Her main argument, of course, is that Latinos have traditionally embraced art and creativity when confronting personal issues rather than calling upon psychology or therapy. I believe that she’s right, but I don’t know the cultural or sociological reasons for this.
Given the choice between expressing our turmoil with epic novels or dropping on a couch to discuss how our fathers never loved us, we will start scribbling away. If we can get it all out with some angry song or wild dance, we will skip hyperanalyzing the Freudian reasons that we forgot our spouse’s birthday. And we would much rather create a deranged painting or warped sculpture than pay $150 an hour to hear a bald man ask, “How did it make you feel to be picked last for the kickball team?”
Think about it. What is the likelihood of ever seeing a Woody Allen movie in which a Latino kvetches to his psychologist?
I don’t know of any Hispanics who have benefited from therapy. Maybe it’s class thing, because many Hispanics are frankly too broke to splurge on something as trivial as their mental health.
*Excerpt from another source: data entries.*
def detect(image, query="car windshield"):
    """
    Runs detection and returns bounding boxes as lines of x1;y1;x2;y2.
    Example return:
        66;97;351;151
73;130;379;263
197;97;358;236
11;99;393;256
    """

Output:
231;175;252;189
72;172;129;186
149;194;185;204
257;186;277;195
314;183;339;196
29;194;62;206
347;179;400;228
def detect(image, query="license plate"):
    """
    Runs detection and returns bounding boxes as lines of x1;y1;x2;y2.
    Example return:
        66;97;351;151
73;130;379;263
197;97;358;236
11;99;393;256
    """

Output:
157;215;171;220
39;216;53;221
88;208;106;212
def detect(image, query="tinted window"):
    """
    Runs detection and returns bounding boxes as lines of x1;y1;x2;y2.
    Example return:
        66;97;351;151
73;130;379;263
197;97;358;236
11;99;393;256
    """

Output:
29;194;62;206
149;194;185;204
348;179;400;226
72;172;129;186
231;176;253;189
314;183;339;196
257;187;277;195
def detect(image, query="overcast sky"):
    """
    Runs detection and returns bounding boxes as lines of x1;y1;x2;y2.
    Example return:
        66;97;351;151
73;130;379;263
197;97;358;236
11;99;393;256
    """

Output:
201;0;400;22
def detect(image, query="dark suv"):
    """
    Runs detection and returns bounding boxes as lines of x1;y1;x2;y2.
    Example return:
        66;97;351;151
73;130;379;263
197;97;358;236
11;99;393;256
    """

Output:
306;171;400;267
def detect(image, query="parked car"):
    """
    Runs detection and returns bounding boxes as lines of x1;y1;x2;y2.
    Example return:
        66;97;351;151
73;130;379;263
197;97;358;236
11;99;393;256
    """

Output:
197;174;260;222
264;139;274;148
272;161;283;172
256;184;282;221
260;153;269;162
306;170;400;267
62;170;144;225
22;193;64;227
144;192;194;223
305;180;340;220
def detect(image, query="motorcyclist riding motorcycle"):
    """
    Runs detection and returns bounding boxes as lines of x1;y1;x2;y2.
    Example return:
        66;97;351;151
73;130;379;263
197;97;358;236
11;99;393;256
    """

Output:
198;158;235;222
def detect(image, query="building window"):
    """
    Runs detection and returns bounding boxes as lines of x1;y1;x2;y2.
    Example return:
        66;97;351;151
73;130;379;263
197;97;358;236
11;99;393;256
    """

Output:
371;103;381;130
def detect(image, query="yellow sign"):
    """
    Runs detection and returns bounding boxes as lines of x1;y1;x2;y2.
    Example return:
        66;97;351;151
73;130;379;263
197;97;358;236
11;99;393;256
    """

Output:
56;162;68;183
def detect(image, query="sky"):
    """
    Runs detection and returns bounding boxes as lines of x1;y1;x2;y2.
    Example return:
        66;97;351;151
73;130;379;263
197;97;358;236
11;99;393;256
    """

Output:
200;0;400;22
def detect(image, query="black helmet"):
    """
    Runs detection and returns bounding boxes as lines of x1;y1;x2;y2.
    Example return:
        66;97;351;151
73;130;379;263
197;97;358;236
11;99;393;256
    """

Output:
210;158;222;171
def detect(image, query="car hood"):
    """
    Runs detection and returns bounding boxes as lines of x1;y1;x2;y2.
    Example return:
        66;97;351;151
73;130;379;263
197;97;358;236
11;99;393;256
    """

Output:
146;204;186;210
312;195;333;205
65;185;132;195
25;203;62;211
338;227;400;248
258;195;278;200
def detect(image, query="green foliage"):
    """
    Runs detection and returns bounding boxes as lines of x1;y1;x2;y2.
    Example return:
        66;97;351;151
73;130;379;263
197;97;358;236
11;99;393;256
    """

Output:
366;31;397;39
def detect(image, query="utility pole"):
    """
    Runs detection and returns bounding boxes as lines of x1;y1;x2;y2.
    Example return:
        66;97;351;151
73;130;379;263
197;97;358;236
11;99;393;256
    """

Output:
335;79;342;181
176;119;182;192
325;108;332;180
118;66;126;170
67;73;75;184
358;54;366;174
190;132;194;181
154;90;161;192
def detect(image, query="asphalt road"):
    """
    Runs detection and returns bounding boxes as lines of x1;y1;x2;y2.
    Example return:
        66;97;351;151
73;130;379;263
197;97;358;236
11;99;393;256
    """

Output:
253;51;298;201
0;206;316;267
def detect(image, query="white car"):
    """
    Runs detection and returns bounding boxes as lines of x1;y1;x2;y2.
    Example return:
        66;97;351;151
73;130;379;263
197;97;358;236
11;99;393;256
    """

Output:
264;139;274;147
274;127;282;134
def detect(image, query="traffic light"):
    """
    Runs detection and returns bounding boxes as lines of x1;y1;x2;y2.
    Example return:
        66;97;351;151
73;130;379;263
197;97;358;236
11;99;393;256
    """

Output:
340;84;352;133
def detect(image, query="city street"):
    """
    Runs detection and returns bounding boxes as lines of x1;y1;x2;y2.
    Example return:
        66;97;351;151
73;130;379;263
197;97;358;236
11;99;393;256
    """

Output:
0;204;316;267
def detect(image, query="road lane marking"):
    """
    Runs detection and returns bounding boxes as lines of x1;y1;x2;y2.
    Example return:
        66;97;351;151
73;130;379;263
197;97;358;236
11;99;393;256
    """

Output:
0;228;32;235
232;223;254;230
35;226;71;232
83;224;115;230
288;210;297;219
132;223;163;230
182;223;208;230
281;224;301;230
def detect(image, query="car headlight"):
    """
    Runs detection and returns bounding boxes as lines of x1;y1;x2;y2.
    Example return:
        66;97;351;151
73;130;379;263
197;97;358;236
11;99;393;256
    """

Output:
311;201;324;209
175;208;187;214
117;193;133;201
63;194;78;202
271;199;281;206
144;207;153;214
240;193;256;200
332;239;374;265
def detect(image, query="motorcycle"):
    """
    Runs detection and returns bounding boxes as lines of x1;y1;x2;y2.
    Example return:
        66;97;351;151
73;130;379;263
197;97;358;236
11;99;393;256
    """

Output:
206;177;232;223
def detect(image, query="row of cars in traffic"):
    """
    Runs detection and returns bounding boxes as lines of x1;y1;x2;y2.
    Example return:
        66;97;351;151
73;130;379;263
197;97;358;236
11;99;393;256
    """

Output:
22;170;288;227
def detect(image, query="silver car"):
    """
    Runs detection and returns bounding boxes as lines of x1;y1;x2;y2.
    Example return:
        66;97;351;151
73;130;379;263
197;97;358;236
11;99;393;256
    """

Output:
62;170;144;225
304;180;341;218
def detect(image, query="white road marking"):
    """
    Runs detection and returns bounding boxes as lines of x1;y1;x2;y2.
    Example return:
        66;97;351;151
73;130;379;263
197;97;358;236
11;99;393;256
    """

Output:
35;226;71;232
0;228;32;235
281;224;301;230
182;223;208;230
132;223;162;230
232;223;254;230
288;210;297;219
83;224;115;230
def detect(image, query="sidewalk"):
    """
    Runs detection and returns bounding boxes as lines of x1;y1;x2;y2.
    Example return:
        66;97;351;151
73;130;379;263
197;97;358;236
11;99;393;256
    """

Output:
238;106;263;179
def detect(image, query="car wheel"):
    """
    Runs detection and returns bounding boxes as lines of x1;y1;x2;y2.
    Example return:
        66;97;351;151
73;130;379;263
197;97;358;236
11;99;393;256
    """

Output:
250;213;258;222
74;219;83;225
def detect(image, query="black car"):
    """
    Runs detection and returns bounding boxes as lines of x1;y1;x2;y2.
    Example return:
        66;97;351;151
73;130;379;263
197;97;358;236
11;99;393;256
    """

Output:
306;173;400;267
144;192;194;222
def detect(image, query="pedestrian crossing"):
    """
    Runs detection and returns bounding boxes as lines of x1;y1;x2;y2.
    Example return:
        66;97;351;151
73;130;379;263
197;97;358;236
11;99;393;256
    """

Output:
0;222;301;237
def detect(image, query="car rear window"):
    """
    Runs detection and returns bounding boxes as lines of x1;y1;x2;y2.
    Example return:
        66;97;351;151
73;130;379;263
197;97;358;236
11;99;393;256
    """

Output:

Or maybe Latino culture prioritizes self-expression over introspection. Or perhaps we just have a surplus of writers and artists with a backlog of violent revolutions and colorful family members to supply acres of good material.
I can’t explain it, but I admit that I’m much more likely to write it all down than seek out a trained therapist. I’m not saying that it’s a superior method. Indeed, perhaps I could benefit from a head-shrinking.
But now I’m getting all angsty. Maybe I should talk to somebody about that.